Le raisin qui mûrit au beau milieu des guêpes n’est plus rien qu’un orage griffé par la foudre et la gerbe qui se délie pour la batteuse ne sait pas que l’été va
finir avec elle.

On cherche en vain le poids d’une abeille mourant

tôt le matin en pleine fête de rosée

et il faudrait bâtir des greniers jusqu’au ciel

pour garder les fruits donnant naissance au printemps.

IV

Le destin du soir se joue dans le fond d’un verre où se reforme le couchant tombé des toits.
Des hommes qui doivent mourir avant demain le garderont comme un signet sous leurs paupières.

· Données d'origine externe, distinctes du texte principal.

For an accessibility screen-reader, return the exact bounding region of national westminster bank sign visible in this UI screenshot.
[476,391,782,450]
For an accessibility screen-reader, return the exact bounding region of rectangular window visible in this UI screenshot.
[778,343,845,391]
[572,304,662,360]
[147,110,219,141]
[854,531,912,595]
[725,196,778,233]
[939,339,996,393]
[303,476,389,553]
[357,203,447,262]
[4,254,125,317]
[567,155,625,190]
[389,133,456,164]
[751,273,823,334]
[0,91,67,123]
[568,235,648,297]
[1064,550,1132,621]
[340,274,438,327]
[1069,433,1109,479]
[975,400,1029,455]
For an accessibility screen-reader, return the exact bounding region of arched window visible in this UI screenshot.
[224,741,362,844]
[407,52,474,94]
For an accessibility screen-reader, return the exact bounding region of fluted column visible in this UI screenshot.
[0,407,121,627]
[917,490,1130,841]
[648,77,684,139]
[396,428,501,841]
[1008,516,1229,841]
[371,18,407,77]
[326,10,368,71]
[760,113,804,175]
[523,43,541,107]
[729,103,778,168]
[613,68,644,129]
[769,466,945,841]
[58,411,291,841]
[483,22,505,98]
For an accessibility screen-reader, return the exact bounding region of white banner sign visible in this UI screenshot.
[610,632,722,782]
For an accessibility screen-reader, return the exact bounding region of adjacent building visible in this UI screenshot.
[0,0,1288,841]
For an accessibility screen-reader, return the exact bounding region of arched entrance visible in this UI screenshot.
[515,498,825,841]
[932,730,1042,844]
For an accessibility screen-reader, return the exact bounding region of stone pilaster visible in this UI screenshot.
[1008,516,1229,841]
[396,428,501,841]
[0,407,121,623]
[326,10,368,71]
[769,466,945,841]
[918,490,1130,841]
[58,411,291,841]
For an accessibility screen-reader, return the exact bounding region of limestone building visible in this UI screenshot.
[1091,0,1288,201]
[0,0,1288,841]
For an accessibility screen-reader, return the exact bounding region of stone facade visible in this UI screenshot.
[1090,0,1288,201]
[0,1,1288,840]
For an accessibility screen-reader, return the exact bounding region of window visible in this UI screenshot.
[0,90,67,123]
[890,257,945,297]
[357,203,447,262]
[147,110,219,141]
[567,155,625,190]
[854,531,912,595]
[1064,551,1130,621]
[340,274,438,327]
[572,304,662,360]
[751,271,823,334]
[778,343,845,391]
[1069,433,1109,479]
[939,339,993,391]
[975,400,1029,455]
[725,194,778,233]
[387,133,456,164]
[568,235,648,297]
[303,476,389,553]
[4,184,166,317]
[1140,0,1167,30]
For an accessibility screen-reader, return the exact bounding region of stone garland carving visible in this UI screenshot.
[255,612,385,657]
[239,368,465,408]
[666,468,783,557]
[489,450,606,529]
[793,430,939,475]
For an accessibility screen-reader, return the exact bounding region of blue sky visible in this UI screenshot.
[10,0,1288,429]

Un rayon presque chaud rend vivante une armoire qui n’a aucune chance de franchir la pièce parce que, lourde des bois où elle a vécu, elle ne peut aller bien loin sur le
palier.

Les maisons ont l’air de se serrer, plus secrètes au-dessus de leurs dormeurs, au-dessus des tables où du reflux du jour ne reste qu’une assiette comme un abîme ouvert à
l’aplomb de la nuit.

Le soleil voudrait ne pas quitter une feuille que la terre avare retient comme un peu d’or, mais très loin un miroir ou peut-être un carreau lui ordonne de s’en aller par-delà
les arbres.

C’est l’heure où la ville se sépare des rues dans le bruit de la dernière porte fermée, où le village éprouve un moment de bonheur parce que ses fumées vont
très haut dans le ciel.

V

L’oiseau perd son chemin pour avoir pris en chasse un peu de soleil trouvé dormant sur un toit et qui s’est soudain rétracté par-dessus les champs comme s’il n’était que la
branche d’un éventail.

On découvrira ses plumes le long d’un bois contre lequel il s’est jeté, déçu de voir si proches la prairie et l’immense forge des blés et si lointain l’horizon
couronnant la terre.

Il y a des rameaux qui s’échappent des arbres pour remettre au couchant tous les fruits de l’été.
II y a des moissons qui vont en plein village mourir, épis trop lourds, au pied des fontaines.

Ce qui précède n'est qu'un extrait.